Monday, November 03, 2008

Don't It Make My Red State Blue....


I was three years old the first time I cried over a presidential election.

My parents and I were on a flight back to DC when the pilot announced over the loudspeaker that Bush 1 (the one who projectile-vomited on the lap of the Japanese Prime Minister, not the one who got a black eye whilst eating a pretzel) had won the election over Michael Dukakis (also, did you know that today's his birthday?!). It's important for you to know exactly how my parents indoctrinated me into my political leanings. I don't remember exactly, but I'm told it went a little something like this:

Me: Hi Mommy, please explain politics to me
Mom: Well honey, we're Democrats and we believe that the government should help people who need it. Republicans don't want to help those people. Does that seem fair?
Me: No, that sounds very terrible. I hope that the mean, bad Republican doesn't win on election day.

So you can imagine my dismay and the way it broke my tiny, three-year old heart when Evil triumphed over Good. I was destroyed. What would this mean for me, my family, my country? What if, God forbid, Cookie Monster's penchant for the pastries finally caught up with him and he had to have cardio-vascular surgery, which he could not afford?! What if Rainbow Brite fell on hard times and couldn't pay her rent? FOR THE LOVE OF GOD, WHAT ABOUT STRAWBERRY SHORTCAKE?!

Now I am older. I am wiser. I understand that politics is more complicated than that, and that being a Republican doesn't make you evil, and being a Democrat doesn't make you good (although in all fairness, it probably makes you less likely to speak ill of gay people and then get caught trying to have anonymous, weird foot-tapping gay sex in a public restroom). And as a Democrat in this country, I've experienced many, many more years of not agreeing with my president and, sometimes, thinking he is about as qualified to run my country as any of the aforementioned fictional children's characters are.

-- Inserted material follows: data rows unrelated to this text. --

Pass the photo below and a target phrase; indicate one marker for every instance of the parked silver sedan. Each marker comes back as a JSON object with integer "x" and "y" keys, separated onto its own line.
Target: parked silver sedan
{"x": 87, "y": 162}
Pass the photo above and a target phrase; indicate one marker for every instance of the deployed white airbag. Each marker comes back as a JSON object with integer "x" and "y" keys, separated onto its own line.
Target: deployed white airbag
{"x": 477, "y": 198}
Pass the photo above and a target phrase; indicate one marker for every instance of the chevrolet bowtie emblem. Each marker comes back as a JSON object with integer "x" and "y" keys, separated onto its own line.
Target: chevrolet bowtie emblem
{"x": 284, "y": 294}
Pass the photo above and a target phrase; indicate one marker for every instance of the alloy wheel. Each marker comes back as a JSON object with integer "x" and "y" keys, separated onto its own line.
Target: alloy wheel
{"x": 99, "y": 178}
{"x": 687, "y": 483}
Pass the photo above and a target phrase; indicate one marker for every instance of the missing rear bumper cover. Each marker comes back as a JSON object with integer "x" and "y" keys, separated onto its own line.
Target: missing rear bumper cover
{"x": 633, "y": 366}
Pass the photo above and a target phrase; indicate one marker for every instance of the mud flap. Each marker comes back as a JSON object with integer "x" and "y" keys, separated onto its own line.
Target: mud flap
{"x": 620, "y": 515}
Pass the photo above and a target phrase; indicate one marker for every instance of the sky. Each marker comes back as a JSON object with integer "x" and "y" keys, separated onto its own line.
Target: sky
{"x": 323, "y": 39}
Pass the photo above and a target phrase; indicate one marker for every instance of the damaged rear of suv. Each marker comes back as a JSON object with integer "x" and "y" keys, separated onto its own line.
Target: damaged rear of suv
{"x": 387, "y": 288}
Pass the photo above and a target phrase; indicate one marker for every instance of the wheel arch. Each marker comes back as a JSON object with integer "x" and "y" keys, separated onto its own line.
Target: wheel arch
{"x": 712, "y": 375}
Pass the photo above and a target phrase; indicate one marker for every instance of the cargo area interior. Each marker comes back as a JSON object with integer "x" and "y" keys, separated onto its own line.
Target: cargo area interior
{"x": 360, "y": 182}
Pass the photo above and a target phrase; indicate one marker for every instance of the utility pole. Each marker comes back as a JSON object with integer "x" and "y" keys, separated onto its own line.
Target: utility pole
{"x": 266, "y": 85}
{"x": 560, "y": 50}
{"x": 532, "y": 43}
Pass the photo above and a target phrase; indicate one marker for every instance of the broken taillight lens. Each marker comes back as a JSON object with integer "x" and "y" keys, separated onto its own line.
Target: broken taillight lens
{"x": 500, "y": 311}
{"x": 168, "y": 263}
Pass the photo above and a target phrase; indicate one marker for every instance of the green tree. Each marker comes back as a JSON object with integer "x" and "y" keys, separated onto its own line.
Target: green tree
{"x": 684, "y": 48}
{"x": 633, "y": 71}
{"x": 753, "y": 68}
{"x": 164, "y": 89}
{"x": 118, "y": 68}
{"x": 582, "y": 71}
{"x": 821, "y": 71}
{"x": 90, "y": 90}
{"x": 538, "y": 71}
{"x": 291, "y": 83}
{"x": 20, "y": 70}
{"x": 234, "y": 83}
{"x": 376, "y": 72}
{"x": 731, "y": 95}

I remember watching Obama's speech at the convention prior to the Kerry/Bush election and thinking "wow-I wish this guy would run right now." He was inspiring. Kerry was the lesser of two evils.

At some point in this election process, many, many McCain supporters have turned that idea of inspiration, the concept of "hope", into a punchline. Something negative. I'm sorry, but I WANT more for my country. I want us to be successful here and abroad. I want to be able to proudly declare my citizenship while in other countries without having to worry that the person I'm speaking with already hates me because of my nationality. I want a person who I feel is overwhelmingly GOOD, just plain good, in the White House. I don't want more of the same. I don't want a president so arrogant, so unresponsive to Americans and what's best for them that he would chose someone like Sarah Palin as his running mate. I want the guy running under the concepts of "hope" and "change" rather than the one using fear tactics to scare Americans into being complacent robots like the Bush administration has continued to do following 9/11. I want something better than that for the United States. I want Barack Obama.

I'll be honest, I'm terrified about tomorrow. I've been so hopeful and optimistic about the outcome of this election, that a future without Obama winning just seems too bleak and depressing to bear. But I'll buck up and deal if I have to. At least alcohol is available to me this time around (can you believe that my flamingly liberal parents wouldn't let me have a TINY bit of vodka to mix with my chocolate milk?! Socialists).

Now let me tell you about the last time I cried over a presidential election. I went home two weeks ago and voted Absentee In-Person in the great state of Virginia, a state that could potentially vote Democrat for this first time in over 40 years. While I think that they need a better, less oxymoronical name, it was a great, great option. I wanted to cast my ballot in person. My 14 year old brother accompanied me into the voting booth, and I made him stop and just stare at the ballot after I'd marked, VERY CAREFUL, the Obama/Biden position.

"Do you see this? I want you to remember this. One day you'll tell your kids about it. I think we just voted for the first black President of the United States."

Vote tomorrow, friends. And if things don't turn out like I hope and pray they will, then there's always 2012. And Canada. Just an option, all I'm saying.